Christ Became Man, Not Alien

The reality of the Incarnation also limits the possibility of alien life. As St. Gregory of Nazianzus said, “For that which He has not assumed He has not healed; but that which is united to His Godhead is also saved.” The Word of God became fully a human being, totally and completely, and this makes the salvation of mankind possible. This would not only exclude all hypothetical aliens but also all the angels as well. While angels do possess rational souls, their immateriality severely limits their freedom of will and therefore they cannot be made in the full image and likeness of God. Since they do not possess bodies, they are also not redeemed by Christ. To come at it from another direction, as Christian we can affirm there are supraterrestrial beings but not extraterrestrial beings that possess rationality because a rational soul embodied is, by definition, a human being.

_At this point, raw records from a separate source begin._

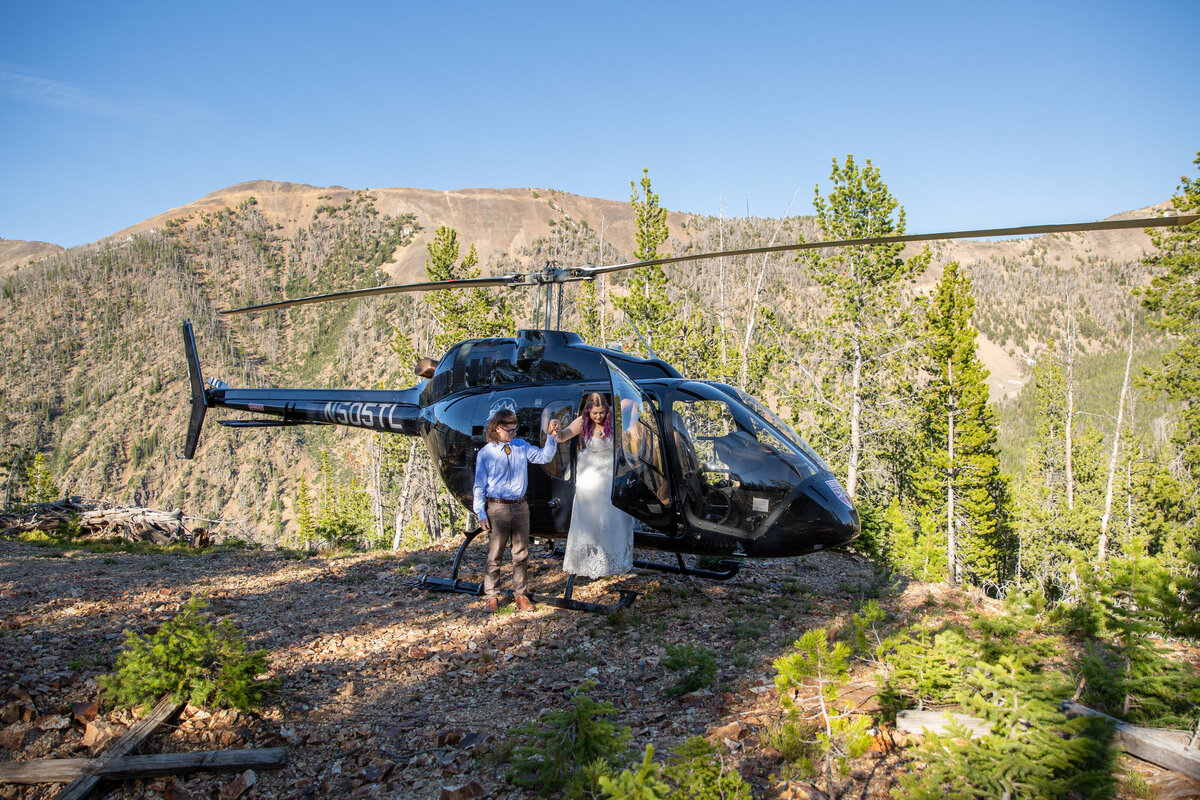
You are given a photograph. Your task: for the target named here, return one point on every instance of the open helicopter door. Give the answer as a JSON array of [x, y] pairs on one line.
[[640, 485]]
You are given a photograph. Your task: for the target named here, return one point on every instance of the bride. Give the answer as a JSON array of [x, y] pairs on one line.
[[600, 541]]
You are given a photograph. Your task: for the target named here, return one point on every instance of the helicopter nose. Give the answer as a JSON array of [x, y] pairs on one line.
[[827, 515]]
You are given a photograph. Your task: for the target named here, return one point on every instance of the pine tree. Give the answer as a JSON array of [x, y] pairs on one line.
[[1175, 295], [648, 308], [957, 477], [39, 485], [1127, 673], [305, 527], [817, 667], [462, 313], [863, 287]]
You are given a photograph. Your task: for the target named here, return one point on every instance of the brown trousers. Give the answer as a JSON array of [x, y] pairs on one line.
[[509, 522]]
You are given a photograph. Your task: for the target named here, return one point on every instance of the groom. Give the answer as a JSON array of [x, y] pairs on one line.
[[499, 501]]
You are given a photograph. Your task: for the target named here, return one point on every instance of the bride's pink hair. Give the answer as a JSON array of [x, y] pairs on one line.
[[597, 398]]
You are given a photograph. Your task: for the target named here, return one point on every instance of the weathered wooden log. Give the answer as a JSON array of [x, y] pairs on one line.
[[163, 710], [1168, 749], [61, 770]]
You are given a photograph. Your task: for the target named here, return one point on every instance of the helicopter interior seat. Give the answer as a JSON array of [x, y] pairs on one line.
[[703, 499], [685, 451]]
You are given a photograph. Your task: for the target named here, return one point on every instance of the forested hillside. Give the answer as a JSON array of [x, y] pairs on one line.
[[1067, 512], [96, 380]]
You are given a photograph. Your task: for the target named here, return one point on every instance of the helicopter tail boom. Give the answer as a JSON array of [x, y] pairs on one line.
[[199, 403], [389, 411]]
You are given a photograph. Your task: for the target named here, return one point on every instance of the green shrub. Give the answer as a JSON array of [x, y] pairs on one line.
[[1033, 750], [191, 660], [695, 773], [697, 668], [642, 785], [564, 753]]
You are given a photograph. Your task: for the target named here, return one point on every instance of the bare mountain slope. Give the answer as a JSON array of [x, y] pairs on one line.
[[498, 222], [16, 253]]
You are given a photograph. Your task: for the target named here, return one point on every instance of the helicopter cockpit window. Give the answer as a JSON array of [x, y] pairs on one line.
[[736, 470], [643, 444], [784, 428]]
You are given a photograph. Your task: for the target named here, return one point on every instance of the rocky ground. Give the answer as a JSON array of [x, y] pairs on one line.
[[388, 691]]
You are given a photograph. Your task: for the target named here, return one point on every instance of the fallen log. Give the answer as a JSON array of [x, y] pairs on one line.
[[163, 710], [1168, 749], [61, 770], [97, 518]]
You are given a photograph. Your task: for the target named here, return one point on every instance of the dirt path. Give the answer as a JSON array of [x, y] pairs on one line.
[[394, 692]]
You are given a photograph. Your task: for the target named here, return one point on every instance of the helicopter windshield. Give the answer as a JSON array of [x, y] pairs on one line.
[[783, 428], [737, 470]]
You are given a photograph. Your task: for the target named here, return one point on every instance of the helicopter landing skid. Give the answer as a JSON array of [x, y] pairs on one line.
[[454, 583], [731, 567]]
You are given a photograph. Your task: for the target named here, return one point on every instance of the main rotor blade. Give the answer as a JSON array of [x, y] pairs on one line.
[[429, 286], [1108, 224]]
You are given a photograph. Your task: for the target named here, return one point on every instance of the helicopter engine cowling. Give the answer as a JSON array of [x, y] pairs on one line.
[[817, 517]]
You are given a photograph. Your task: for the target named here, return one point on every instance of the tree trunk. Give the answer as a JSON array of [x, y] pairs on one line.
[[1071, 410], [403, 495], [952, 545], [856, 419], [1102, 549]]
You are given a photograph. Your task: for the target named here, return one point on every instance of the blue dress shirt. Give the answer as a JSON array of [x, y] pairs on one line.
[[505, 475]]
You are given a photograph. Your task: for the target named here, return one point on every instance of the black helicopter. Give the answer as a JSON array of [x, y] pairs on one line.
[[703, 467]]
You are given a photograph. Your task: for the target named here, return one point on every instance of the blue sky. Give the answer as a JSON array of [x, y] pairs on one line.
[[977, 114]]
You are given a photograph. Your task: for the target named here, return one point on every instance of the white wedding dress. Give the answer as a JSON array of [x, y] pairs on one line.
[[600, 541]]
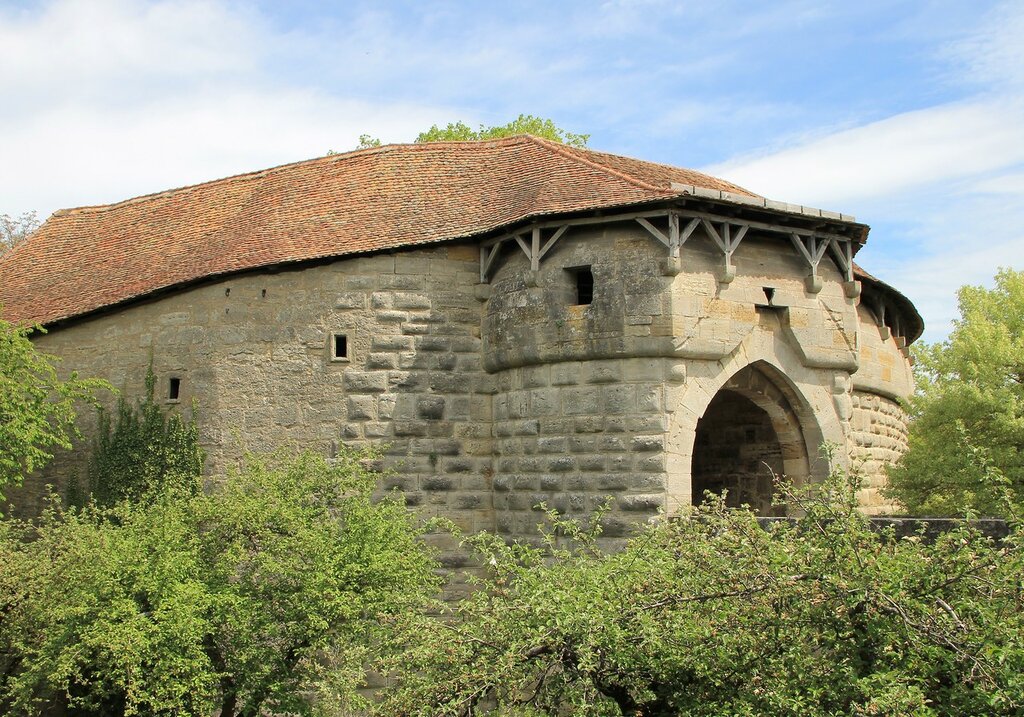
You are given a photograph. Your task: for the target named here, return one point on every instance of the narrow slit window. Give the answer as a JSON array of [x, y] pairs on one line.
[[339, 347], [584, 280]]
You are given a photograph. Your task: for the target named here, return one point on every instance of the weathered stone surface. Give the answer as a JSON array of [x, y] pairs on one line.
[[492, 402]]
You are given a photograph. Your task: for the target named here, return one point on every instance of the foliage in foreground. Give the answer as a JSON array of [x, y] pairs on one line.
[[460, 131], [37, 409], [143, 451], [713, 615], [967, 433], [264, 595]]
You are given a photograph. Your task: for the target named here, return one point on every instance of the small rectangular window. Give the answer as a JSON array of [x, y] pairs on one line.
[[584, 280], [339, 347], [173, 388]]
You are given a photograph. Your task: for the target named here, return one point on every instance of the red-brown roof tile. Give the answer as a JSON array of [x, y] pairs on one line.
[[85, 259]]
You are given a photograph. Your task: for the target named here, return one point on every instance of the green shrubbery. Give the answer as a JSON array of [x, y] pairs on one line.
[[144, 451], [37, 409], [263, 595], [714, 615], [967, 430]]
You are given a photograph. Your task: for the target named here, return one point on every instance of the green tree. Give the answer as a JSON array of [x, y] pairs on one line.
[[714, 615], [14, 229], [460, 131], [967, 432], [143, 451], [265, 595], [37, 409]]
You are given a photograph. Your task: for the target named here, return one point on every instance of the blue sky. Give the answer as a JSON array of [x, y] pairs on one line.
[[909, 115]]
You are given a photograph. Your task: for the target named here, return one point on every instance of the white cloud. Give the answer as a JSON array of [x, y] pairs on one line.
[[943, 186], [117, 98], [901, 154], [77, 155]]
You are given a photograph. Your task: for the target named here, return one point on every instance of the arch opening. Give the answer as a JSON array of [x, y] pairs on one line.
[[749, 435]]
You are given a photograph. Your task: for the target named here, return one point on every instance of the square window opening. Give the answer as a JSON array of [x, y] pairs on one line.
[[173, 388], [584, 283], [339, 347]]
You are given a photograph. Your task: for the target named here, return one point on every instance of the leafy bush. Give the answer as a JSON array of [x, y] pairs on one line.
[[264, 595], [712, 614], [144, 451], [37, 408]]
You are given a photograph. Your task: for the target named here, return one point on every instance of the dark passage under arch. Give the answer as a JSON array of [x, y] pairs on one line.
[[748, 435]]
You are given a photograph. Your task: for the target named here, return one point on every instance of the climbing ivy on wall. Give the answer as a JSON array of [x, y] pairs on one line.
[[143, 450]]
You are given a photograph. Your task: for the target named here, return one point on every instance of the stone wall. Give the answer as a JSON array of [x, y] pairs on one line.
[[879, 428], [493, 399], [254, 352]]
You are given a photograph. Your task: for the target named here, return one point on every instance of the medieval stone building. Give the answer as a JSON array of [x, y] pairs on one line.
[[517, 321]]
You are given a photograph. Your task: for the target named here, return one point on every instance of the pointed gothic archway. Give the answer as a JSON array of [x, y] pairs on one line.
[[749, 433]]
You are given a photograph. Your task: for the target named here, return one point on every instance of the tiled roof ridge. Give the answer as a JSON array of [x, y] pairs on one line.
[[578, 155], [560, 149], [242, 176], [337, 157]]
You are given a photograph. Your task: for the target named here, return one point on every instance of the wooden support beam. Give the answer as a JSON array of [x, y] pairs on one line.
[[535, 250], [554, 238], [654, 232], [522, 245], [725, 232]]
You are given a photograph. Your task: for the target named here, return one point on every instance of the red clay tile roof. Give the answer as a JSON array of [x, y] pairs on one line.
[[378, 199]]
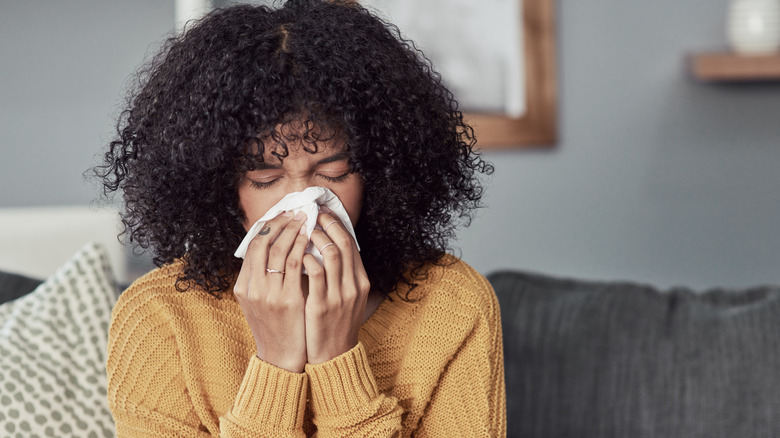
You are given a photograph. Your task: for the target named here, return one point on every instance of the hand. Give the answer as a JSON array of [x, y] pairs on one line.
[[273, 302], [337, 292]]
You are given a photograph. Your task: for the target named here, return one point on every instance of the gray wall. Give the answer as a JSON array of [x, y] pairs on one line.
[[656, 177]]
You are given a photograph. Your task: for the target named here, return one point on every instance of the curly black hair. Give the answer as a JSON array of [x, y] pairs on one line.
[[241, 72]]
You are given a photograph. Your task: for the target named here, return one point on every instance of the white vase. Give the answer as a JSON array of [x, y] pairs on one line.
[[754, 26]]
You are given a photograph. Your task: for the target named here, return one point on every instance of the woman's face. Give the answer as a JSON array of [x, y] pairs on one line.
[[262, 188]]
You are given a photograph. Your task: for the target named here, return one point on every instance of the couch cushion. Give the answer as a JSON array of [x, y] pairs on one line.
[[597, 359], [13, 286], [52, 352]]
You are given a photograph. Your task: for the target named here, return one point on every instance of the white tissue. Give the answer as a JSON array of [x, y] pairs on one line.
[[309, 202]]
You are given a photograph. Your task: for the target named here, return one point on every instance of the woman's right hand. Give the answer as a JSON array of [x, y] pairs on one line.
[[273, 302]]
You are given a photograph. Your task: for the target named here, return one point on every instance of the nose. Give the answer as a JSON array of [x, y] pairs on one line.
[[300, 184]]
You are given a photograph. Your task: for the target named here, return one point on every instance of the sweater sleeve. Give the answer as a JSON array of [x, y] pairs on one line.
[[270, 403], [345, 400], [470, 398], [148, 393]]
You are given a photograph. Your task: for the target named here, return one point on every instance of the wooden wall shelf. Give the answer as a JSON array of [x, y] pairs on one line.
[[727, 66]]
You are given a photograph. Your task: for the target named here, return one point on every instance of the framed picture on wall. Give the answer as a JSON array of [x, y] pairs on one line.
[[496, 56]]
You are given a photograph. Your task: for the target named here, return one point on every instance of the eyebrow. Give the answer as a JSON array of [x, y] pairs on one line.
[[331, 159]]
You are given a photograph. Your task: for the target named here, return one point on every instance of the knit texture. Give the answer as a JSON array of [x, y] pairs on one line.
[[184, 364]]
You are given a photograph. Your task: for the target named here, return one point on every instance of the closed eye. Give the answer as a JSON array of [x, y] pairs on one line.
[[263, 184], [336, 179]]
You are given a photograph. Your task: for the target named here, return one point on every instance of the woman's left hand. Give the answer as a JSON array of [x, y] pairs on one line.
[[337, 292]]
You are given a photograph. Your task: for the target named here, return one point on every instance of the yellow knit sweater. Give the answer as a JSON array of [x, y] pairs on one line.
[[184, 364]]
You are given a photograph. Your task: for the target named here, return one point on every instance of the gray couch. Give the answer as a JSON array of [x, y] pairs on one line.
[[597, 359], [591, 359]]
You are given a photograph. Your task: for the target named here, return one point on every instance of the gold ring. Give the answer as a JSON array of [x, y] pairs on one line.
[[328, 226], [325, 246]]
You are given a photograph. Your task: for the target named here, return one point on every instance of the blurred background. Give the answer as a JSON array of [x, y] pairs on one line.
[[656, 177]]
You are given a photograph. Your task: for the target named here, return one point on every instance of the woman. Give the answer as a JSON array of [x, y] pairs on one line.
[[247, 106]]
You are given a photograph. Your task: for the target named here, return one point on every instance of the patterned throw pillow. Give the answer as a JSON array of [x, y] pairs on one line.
[[52, 353]]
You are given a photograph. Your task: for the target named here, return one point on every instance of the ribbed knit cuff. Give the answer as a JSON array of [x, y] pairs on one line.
[[342, 384], [271, 395]]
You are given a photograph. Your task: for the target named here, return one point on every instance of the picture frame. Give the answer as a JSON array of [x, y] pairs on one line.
[[538, 126]]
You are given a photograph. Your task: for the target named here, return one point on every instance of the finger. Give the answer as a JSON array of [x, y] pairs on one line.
[[341, 237], [331, 259], [281, 247], [294, 264], [257, 253], [316, 273]]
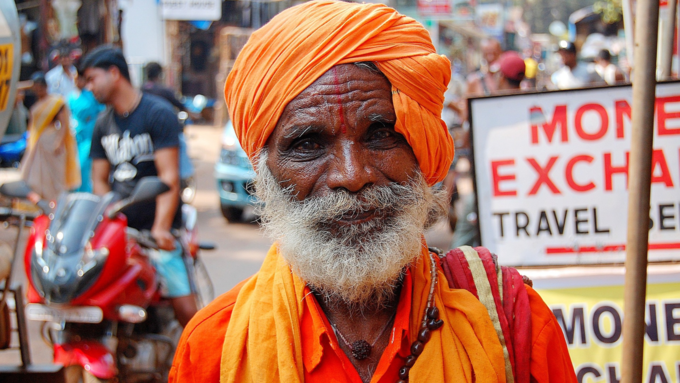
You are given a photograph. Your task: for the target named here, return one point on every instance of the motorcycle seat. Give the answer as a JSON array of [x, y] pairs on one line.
[[10, 138]]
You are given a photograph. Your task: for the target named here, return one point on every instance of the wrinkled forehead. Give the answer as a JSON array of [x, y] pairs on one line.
[[355, 88]]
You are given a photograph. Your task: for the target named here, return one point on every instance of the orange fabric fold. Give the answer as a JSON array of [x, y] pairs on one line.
[[263, 340], [300, 44]]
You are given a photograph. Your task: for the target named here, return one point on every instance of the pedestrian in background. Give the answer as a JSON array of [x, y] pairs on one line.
[[574, 73], [611, 73], [61, 79], [50, 165], [84, 111], [483, 83]]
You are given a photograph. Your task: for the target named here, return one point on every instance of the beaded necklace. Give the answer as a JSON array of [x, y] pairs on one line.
[[361, 349]]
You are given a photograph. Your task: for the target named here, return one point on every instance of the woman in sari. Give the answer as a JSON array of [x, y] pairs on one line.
[[50, 165]]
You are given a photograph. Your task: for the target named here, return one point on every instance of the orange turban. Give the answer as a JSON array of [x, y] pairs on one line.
[[300, 44]]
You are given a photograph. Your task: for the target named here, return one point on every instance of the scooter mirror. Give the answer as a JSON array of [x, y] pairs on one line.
[[147, 189], [16, 189]]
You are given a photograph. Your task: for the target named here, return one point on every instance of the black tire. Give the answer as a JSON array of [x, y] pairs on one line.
[[231, 213], [188, 192]]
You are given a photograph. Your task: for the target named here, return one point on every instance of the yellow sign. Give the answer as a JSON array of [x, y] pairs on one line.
[[6, 61], [591, 318]]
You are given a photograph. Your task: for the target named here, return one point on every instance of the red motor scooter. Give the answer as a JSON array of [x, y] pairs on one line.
[[93, 285]]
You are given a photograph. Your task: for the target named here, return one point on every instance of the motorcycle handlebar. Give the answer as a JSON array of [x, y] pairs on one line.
[[143, 238]]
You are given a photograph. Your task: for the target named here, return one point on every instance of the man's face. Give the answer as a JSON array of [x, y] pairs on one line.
[[40, 90], [100, 82], [491, 51], [568, 58], [342, 191], [66, 61], [339, 134]]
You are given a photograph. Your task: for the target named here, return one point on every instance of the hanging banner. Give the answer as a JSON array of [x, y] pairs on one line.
[[10, 65], [209, 10], [434, 7], [551, 175], [588, 304]]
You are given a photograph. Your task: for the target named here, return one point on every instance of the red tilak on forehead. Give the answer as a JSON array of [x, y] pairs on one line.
[[343, 128]]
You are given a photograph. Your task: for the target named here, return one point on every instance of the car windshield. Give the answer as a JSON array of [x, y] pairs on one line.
[[76, 217]]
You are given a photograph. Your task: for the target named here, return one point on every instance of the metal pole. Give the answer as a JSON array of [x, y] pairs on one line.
[[668, 41], [639, 180], [629, 30]]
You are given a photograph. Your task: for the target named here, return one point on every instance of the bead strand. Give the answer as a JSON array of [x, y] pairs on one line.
[[431, 322]]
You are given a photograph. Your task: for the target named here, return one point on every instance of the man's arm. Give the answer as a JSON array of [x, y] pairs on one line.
[[100, 176], [167, 165]]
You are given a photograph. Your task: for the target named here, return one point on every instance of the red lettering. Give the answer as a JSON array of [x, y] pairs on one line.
[[658, 158], [498, 178], [543, 176], [569, 174], [610, 170], [604, 122], [549, 128], [662, 116], [621, 108]]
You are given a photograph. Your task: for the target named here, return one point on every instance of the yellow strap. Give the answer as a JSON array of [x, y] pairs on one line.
[[486, 297]]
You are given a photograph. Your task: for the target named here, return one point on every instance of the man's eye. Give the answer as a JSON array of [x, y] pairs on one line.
[[307, 145], [382, 134]]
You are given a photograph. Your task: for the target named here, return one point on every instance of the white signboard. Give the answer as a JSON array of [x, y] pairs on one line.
[[191, 9], [551, 175]]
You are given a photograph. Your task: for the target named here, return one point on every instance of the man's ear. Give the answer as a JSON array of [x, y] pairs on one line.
[[115, 72]]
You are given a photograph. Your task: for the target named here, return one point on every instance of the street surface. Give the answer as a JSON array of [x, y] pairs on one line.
[[241, 247]]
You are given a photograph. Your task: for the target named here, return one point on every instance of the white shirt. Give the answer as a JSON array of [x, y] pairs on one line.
[[58, 82], [581, 76]]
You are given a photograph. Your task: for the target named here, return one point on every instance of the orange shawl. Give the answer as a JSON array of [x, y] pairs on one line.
[[263, 341], [300, 44]]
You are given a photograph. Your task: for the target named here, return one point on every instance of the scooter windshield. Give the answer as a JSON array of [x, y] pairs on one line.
[[75, 219], [67, 265]]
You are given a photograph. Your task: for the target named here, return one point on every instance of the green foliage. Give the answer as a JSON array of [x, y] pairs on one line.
[[610, 10]]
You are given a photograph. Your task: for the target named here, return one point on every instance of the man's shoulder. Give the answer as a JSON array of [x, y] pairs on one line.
[[200, 349], [212, 316]]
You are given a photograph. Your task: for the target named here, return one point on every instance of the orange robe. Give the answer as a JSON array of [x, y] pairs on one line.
[[199, 354]]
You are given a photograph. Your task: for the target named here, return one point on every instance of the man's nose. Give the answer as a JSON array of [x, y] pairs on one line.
[[351, 169]]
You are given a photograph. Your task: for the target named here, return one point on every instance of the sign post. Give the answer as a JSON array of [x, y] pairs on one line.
[[635, 288]]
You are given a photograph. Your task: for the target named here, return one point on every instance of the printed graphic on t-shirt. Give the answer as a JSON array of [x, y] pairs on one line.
[[127, 152]]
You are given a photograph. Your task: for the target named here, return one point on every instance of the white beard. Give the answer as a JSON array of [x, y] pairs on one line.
[[360, 264]]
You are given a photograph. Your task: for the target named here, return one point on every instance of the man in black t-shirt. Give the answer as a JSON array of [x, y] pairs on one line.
[[137, 137]]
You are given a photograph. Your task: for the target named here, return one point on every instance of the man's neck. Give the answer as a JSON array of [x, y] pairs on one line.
[[366, 322], [124, 98]]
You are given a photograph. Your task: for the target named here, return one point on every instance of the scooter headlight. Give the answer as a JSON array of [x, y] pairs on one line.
[[91, 257]]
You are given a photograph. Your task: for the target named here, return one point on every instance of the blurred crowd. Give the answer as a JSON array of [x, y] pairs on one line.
[[502, 73], [59, 112]]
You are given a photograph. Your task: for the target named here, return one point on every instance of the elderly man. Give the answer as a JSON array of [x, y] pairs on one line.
[[338, 106]]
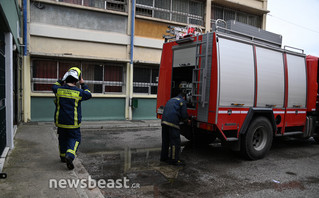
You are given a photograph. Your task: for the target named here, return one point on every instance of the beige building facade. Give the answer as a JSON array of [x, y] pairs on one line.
[[96, 36]]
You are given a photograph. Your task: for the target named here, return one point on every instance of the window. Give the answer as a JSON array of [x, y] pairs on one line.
[[100, 77], [145, 80], [117, 5], [220, 12], [184, 11]]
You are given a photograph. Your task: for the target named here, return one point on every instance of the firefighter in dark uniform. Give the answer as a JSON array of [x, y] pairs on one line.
[[175, 111], [68, 98]]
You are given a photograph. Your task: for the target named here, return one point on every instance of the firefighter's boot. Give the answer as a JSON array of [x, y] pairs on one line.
[[69, 162]]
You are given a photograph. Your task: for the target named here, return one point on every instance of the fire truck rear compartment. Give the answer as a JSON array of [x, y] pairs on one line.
[[182, 80]]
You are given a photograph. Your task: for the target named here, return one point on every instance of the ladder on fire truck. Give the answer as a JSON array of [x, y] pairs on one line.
[[200, 72]]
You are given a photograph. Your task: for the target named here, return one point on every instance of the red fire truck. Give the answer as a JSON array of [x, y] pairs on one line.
[[241, 87]]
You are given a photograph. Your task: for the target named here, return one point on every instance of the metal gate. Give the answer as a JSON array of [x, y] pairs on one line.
[[2, 94]]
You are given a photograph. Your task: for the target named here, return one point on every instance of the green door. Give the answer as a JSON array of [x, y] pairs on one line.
[[2, 94]]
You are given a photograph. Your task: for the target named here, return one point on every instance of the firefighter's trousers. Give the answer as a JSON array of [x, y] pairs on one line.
[[69, 141], [170, 138]]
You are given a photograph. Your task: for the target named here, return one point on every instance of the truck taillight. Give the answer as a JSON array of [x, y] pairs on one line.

Perhaps one could try to get around this and say that the Word of God became incarnate, not only as Jesus of Nazareth, but under various other alien forms, in order to save those beings as well. However, this turns the Incarnation into more of a manifestation or a habitation. Jesus or whatever alien messiahs are merely seen as a suit or shell that the Word resides in; the Word in one sense is not really and totally that thing, which must be the case in order for that said thing to be saved. That the Word became Jesus of Nazareth, a first-century Jewish carpenter, is seen as incidental, one of many masks that the Word puts on as it goes about redeeming all rational beings throughout the cosmos. To divide the human or created nature of Christ and His divine nature is actually a heresy called Nestorianism. At the very least, the idea that Jesus Christ is just one of many manifestations of the Word strikes me as underwhelming.

This is, of course, speculative, and I could be mistaken. That being said, it seems quite unlikely there are aliens with rational souls that are capable of being saved by Christ. If we were to find alien life at all, they would essentially be a kind of animal. They could even be animals that are more intelligent and sophisticated than any animal we know (Peter Watts, in his novel “Blindsight,” mused about aliens entirely lacking self-consciousness yet capable of space travel), but they would not be promised eternal life.

Hell Is Out of the Picture

Ham also stands accused of saying these hypothetical beings would be consigned to burn in hell for simply not being human. However, nowhere in his original post does he say that the aliens are going to hell. He merely says they are not going to be saved. If aliens have only animal souls—no matter how sophisticated—they would not persist through eternity in the same way human beings do. To accuse Ham of saying these aliens are going to hell because they aren’t saved is like saying your dog will go to hell because it isn’t saved either.

However, Ham’s conclusion that we should stop exploring space because of the unlikeliness of sentient alien life is quite wrong. As a part of stewardship and the increase of knowledge of His creation, human beings are called to go into all of the cosmos to better understand it for its own sake; whether we are met by aliens or not is a separate question entirely.

Surprisingly, Ham is right about something. If we say there could be alien beings made in the total likeness and image of God, just as humans are, we tempt heresy about human beings and how Christ saves us.